Reality Rocks

Reality Televsion Vs. Reality

So I was watching my new favorite show, The Next Great American Band, and I got to thinking. Yes, reality TV can actually make a person think sometimes!

See, I was reflecting on the first two bands to get eliminated, the Hatch and the Likes Of You, and I realized that of this season's 12 contestants, those two bands were ironically the ones most likely to get radio play and record deals in the "real world." Not the television show The Real World, mind you, but the ACTUAL real world.

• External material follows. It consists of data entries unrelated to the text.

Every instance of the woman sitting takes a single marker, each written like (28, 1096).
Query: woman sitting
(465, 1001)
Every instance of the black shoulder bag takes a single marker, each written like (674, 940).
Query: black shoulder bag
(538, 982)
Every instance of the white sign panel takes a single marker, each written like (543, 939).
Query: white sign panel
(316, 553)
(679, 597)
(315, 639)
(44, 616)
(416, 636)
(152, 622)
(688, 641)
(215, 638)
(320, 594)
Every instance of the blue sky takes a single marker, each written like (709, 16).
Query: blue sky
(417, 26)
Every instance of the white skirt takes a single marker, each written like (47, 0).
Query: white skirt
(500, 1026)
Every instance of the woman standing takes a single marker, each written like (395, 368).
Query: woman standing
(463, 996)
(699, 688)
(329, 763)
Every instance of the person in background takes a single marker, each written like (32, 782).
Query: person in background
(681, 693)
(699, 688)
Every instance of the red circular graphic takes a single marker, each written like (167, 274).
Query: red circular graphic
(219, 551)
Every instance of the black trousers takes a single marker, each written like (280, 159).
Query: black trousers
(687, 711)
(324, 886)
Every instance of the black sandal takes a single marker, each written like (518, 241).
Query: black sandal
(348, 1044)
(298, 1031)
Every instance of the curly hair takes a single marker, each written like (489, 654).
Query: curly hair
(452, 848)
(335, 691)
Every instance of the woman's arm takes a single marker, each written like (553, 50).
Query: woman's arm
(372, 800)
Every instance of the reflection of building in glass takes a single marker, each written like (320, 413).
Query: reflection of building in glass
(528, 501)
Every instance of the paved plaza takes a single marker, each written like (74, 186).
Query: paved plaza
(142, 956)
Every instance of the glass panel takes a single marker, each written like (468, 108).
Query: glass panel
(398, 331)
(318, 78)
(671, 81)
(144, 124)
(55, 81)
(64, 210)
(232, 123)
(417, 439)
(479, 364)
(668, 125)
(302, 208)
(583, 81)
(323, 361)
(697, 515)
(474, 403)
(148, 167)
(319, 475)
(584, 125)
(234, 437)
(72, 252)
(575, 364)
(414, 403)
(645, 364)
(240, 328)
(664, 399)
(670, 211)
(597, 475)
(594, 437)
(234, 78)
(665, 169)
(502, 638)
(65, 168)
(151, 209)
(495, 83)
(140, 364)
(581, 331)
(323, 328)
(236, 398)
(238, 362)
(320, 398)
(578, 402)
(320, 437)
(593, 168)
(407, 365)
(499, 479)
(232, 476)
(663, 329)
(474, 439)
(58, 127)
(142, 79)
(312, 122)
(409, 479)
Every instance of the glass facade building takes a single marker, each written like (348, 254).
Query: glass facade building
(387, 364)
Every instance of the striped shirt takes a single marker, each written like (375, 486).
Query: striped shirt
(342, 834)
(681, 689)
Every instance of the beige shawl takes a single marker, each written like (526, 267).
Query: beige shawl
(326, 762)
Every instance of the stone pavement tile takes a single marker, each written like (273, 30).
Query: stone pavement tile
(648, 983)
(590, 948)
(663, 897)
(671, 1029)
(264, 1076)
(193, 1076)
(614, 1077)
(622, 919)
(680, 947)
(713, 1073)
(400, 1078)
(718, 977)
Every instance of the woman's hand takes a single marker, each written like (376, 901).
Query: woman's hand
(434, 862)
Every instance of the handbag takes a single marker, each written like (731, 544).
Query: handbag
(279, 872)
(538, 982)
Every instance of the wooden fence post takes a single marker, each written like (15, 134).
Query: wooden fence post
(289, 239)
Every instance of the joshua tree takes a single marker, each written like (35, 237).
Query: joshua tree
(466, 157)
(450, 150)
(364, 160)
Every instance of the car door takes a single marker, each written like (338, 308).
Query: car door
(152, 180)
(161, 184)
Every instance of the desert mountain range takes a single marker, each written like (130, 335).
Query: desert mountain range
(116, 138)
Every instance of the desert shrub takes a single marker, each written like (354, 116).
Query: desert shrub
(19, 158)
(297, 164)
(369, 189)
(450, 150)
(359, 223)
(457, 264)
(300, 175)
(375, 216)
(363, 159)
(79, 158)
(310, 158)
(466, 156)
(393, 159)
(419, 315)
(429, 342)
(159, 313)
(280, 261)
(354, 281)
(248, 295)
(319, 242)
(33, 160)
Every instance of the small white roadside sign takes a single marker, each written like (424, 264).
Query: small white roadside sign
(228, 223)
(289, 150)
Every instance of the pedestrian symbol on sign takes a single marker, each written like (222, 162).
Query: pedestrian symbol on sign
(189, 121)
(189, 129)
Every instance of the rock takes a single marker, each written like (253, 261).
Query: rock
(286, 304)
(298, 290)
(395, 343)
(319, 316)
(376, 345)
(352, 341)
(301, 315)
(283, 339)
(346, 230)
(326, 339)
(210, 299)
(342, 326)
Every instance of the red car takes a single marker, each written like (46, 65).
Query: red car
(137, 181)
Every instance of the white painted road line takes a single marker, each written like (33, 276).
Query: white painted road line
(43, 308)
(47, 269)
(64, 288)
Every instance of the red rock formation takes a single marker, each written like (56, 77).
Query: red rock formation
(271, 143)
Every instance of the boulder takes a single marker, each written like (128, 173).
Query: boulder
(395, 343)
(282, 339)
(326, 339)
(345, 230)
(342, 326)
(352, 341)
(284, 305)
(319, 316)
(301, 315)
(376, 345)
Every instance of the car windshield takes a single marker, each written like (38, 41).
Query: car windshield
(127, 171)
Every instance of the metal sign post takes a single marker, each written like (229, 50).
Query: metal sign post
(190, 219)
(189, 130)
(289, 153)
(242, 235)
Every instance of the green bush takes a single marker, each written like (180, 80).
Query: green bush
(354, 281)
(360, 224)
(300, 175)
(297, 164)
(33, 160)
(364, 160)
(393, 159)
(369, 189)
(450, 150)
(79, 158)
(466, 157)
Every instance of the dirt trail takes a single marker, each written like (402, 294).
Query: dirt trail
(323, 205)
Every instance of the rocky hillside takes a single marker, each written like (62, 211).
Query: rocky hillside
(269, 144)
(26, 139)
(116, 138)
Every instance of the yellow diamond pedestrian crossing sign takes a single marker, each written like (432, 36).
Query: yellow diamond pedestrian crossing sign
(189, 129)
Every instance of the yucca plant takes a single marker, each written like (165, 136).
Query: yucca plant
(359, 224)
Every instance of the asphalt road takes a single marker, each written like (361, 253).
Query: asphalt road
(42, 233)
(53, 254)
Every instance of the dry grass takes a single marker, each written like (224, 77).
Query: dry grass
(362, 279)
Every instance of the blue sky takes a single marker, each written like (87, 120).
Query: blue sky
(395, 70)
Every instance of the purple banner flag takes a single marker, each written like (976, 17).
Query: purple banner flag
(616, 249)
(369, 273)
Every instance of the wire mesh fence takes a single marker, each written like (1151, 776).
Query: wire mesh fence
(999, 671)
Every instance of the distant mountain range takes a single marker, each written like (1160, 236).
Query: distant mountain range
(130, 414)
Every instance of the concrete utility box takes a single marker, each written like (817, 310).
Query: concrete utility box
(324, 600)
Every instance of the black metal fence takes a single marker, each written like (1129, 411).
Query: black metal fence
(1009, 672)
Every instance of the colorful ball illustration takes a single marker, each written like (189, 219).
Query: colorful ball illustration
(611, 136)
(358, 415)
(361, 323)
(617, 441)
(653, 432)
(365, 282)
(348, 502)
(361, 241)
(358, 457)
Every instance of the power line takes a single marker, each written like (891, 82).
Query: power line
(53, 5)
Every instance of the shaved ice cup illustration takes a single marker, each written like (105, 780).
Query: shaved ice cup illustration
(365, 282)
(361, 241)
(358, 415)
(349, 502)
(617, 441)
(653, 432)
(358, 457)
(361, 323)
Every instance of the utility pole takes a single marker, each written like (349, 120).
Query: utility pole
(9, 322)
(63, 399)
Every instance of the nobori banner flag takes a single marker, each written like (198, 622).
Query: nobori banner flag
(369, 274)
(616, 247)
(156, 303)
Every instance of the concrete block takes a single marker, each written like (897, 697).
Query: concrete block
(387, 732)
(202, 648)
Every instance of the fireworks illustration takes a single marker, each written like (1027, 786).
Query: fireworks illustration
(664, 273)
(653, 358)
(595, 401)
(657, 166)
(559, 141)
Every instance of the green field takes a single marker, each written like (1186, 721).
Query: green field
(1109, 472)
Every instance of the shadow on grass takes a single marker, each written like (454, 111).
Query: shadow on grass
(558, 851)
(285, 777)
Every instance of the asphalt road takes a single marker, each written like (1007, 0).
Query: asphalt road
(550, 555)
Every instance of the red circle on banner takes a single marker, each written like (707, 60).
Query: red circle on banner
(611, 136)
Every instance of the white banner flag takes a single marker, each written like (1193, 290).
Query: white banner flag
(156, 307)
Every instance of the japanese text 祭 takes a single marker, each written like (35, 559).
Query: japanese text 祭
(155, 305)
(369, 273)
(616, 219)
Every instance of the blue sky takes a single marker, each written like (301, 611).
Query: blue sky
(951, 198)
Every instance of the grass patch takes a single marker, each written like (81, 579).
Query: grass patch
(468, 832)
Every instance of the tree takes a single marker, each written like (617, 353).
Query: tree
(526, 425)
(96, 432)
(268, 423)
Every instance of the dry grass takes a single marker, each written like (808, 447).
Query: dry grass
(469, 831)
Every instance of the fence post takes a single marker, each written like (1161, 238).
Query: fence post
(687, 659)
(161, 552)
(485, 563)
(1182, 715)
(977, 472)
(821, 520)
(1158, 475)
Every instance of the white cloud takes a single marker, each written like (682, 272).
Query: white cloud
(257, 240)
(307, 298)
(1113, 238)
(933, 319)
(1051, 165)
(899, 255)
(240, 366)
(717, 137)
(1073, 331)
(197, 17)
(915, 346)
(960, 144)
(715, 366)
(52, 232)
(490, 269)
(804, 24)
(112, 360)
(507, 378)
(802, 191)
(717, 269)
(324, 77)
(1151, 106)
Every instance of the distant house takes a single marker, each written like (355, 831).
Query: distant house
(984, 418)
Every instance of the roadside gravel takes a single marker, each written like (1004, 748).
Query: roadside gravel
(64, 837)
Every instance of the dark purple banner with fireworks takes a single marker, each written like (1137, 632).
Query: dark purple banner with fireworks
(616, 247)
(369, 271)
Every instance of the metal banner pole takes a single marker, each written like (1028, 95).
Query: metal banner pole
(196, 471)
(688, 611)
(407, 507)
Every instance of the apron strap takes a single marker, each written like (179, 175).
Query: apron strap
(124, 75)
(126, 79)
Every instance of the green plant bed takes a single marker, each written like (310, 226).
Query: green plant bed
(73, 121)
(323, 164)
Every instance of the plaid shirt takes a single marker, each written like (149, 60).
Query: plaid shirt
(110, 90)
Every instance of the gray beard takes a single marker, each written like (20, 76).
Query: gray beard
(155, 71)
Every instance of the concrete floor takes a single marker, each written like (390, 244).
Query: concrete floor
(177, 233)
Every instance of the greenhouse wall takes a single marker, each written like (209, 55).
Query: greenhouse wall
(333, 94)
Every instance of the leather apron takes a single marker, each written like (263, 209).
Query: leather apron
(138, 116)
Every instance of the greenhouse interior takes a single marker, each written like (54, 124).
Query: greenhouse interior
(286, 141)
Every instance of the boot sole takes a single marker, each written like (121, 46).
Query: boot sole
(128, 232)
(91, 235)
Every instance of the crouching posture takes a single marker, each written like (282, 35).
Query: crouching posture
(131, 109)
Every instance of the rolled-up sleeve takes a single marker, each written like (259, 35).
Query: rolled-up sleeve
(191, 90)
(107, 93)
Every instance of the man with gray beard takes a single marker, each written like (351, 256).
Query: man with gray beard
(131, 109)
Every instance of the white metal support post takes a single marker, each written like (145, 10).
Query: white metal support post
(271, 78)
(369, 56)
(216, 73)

The Hatch had Maroon 5-ish good looks and a vaguely inoffensive Matchbox Twentyish sound that seemed to be right up celebrity judge and fellow music hack Johnny Rzeznik's alley. The studio-musician-proficient Likes Of You were basically Five For Fighting Part II (which, I guess if you're speaking strictly mathematically, would make them Seven For Fighting). But you know, neither band made for good TV.

You want good TV? Good TV is:

--a group of 13-year-old metalheads (Light Of Doom, my personal faves)

--a family of banjo-plucking country kin (The Clark Brothers)

--a hard-charging power trio whose bassist overcame a debilitating stroke and triumphantly lived to rock again (The Muggs)

--a band of moonshine-swigging bluegrass bumpkins (Cliff Wagner & The Old #7)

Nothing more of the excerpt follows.